Active Lifestyle, Children on the Go

“Regular physical activity helps to prevent the development of heart disease [1], type 2 diabetes [2], obesity [3, 4] and some cancers [5] and is also associated with improved mental well-being [6]. Among children and adolescents, physical activity has been associated with a lower body mass index [7] and lower mean values for cardiovascular risk factors [810]. Sedentary time, i.e. when people are not active has also been associated with increased adiposity among children [11]. Sedentary time does not, however, provide information about the activities in which a person is engaged and therefore there have been recent calls to focus on sedentary activities as specific behaviours that are related to health outcomes [12]. The most studied sedentary behaviour is TV viewing and higher levels of TV viewing have been associated with higher body mass among youth [7, 13, 14]. Many children and adolescents do not meet physical activity guidelines and exceed TV viewing recommendations [1518]. Children’s physical activity levels decline steeply with age, particularly into adolescence [1921] with the end of primary school (10-11 years of age) being a pivotal period of change [20, 22]. Therefore, in order to prevent the development of cardiovascular and associated diseases there is a need to understand the factors that influence children’s physical activity and TV viewing at this key transition age,” says BioMed Central.

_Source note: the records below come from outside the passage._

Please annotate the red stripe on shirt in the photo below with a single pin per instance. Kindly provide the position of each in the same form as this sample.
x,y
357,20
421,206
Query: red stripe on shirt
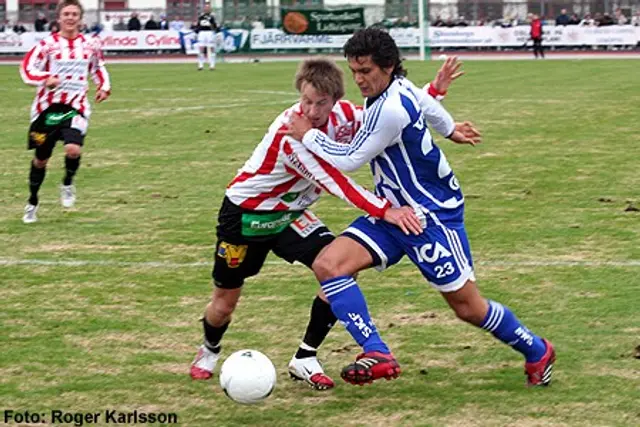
x,y
25,68
350,192
254,202
347,110
269,161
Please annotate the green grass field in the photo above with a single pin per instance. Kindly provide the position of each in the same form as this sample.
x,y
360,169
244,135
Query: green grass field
x,y
548,215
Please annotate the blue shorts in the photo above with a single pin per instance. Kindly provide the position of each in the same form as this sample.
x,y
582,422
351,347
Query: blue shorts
x,y
441,252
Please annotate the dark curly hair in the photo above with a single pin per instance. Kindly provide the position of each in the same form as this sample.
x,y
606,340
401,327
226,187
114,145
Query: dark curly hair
x,y
380,45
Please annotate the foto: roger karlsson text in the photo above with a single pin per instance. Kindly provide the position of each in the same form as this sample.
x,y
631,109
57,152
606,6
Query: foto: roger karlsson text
x,y
79,418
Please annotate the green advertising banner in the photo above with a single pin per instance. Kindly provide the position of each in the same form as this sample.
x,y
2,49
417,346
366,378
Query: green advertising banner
x,y
322,21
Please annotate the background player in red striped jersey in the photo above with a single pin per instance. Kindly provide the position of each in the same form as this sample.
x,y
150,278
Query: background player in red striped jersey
x,y
59,66
265,209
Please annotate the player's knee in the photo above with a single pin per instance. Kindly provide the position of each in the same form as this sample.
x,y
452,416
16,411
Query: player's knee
x,y
224,301
468,313
326,267
72,151
40,164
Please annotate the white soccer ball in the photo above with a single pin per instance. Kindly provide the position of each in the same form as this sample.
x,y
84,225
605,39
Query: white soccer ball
x,y
247,376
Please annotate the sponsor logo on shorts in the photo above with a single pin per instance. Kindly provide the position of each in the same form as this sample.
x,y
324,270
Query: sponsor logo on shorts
x,y
38,137
233,254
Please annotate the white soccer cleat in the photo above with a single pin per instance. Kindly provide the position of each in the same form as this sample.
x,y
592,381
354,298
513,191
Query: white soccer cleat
x,y
308,369
203,365
29,216
67,196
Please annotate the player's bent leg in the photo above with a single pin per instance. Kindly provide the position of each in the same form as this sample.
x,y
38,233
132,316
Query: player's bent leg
x,y
335,268
215,323
37,173
304,364
343,257
496,318
73,153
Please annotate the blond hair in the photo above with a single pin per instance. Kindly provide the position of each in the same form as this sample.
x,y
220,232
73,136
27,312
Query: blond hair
x,y
323,74
64,3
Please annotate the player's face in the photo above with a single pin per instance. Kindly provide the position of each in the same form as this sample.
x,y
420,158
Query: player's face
x,y
370,78
69,19
315,106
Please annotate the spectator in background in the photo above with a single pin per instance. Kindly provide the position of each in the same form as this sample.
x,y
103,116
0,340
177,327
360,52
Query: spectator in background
x,y
607,20
120,25
40,24
587,21
54,27
620,18
151,24
134,23
462,22
257,24
107,24
177,24
163,24
536,36
19,28
563,18
438,22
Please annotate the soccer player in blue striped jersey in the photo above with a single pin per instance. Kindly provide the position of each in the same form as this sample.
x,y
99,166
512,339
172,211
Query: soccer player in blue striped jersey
x,y
408,169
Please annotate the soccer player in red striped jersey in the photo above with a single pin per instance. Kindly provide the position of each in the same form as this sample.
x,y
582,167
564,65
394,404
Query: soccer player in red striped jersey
x,y
266,209
59,66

LiveStrong states that, “Children and adolescents need to perform moderate or vigorous intensity aerobic activity for at least one hour every day. Children should also participate in strengthening activities at least three days a week. The best way to get your kids moving is to set a good example. Incorporate physical activity into family time, and encourage children to participate in physical activities that they enjoy, such as team sports, martial arts, dance lessons or simple playground activities.”